Dictated into Arcturus
This post is a first outline – not even a draft – of a proposed Panton Paper on “Semantic Open Scientific Data”
The vision of the Semantic Web 2.0 (If I’ve not lost count) includes Linked Open Data. We’be dealt a lot with Open and somewhat with Data but not about links. The rules of Linked Open Data (http://en.wikipedia.org/wiki/Linked_Data ):
- Use URIs to identify things.
- Use HTTP URIs so that these things can be referred to and looked up (“dereferenced“) by people and user agents.
- Provide useful information about the thing when its URI is dereferenced, using standard formats such as RDF/XML.
- Include links to other, related URIs in the exposed data to improve discovery of other related information on the Web.
The technologies for doing Semantic Web are therefore HTTP/URI, HTML, various XMLs, and RDF. The linking technology is can be through HTML link, href, or Xlink (or others).
LOD does not say much about documents, and most scientific data is published in document format. Most documents such as theses and scientific papers contain headers, abstracts, sections, paragraphs, embedded tables, images, attached data, etc. Common formats are Word, LaTeX and HTML. These provide more or less semantics according to the authoring tool, the diligence of the author, etc. So, for example, several publishers has very well marked up HTML.
PDF, PNG, Powerpoint as commonly used have effectively no semantics. (There are areas in some of these allowing the inclusion of semantics but these are not used and are so variable between releases that they are effectively useless.) in the average PDF it is impossible for a machine to tell where a sentence or paragraph start and another begins.
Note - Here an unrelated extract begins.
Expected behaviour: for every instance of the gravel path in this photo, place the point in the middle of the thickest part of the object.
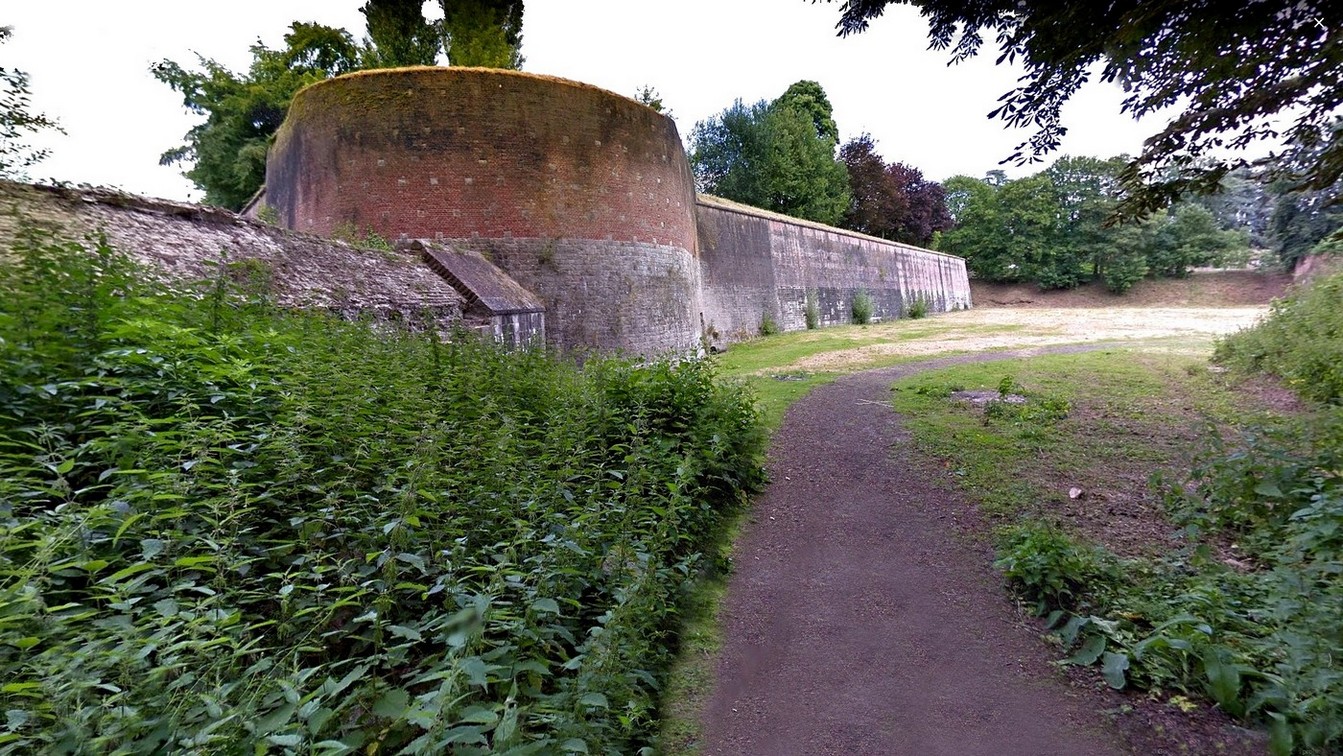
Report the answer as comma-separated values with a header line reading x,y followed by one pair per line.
x,y
862,619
Superscripts, styling are also incredibly difficult to interpret.
Most authors author in a (semi)semantic form. Most publishers will accept this, then print it out and scan it or de-semantify it as PDF. Many have the manuscript retyped.
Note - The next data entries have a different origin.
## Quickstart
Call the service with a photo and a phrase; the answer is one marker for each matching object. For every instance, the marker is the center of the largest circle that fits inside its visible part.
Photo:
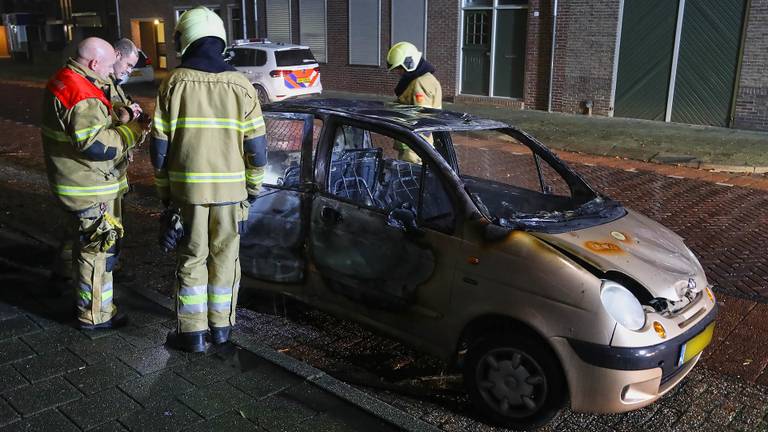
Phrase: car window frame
(322, 167)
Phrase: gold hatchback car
(488, 252)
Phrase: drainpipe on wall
(117, 14)
(552, 55)
(243, 16)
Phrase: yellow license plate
(695, 346)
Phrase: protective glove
(171, 230)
Many graduate theses are required as PDF even though the authoring is in Word or LaTeX.
So here are my recommendations
- Authors should be provided with incentives and tools to create documents with as much semantics as possible.
- Publishers must become aware of the value of semantics and retain it during their processing
- Theses should always preserve the original born-digital document and data. It should always be available alongside any PDF.
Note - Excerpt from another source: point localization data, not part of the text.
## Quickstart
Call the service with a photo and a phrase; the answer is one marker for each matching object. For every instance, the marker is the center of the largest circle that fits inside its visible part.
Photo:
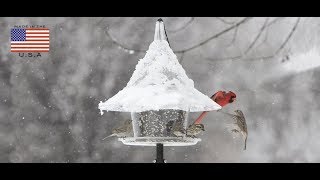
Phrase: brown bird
(195, 129)
(241, 125)
(124, 130)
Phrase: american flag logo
(30, 40)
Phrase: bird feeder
(159, 96)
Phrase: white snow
(159, 82)
(304, 61)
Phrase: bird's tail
(107, 137)
(200, 118)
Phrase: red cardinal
(222, 98)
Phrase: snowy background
(49, 105)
- Repository owners should present their content as Linked Open Data (RDF) wherever possible. This may require managing identifier systems and ontologies
- Readers should have access to semantic readers supported by repositories and publishers
- There should be converters from common semi-semantic forms to fully semantic where possible (e.g. as in Chemistry), supported by repositories and publishers
-
Tools should be available for human and machine semantic annotation. This may not always be completely accurate, but it will be useful.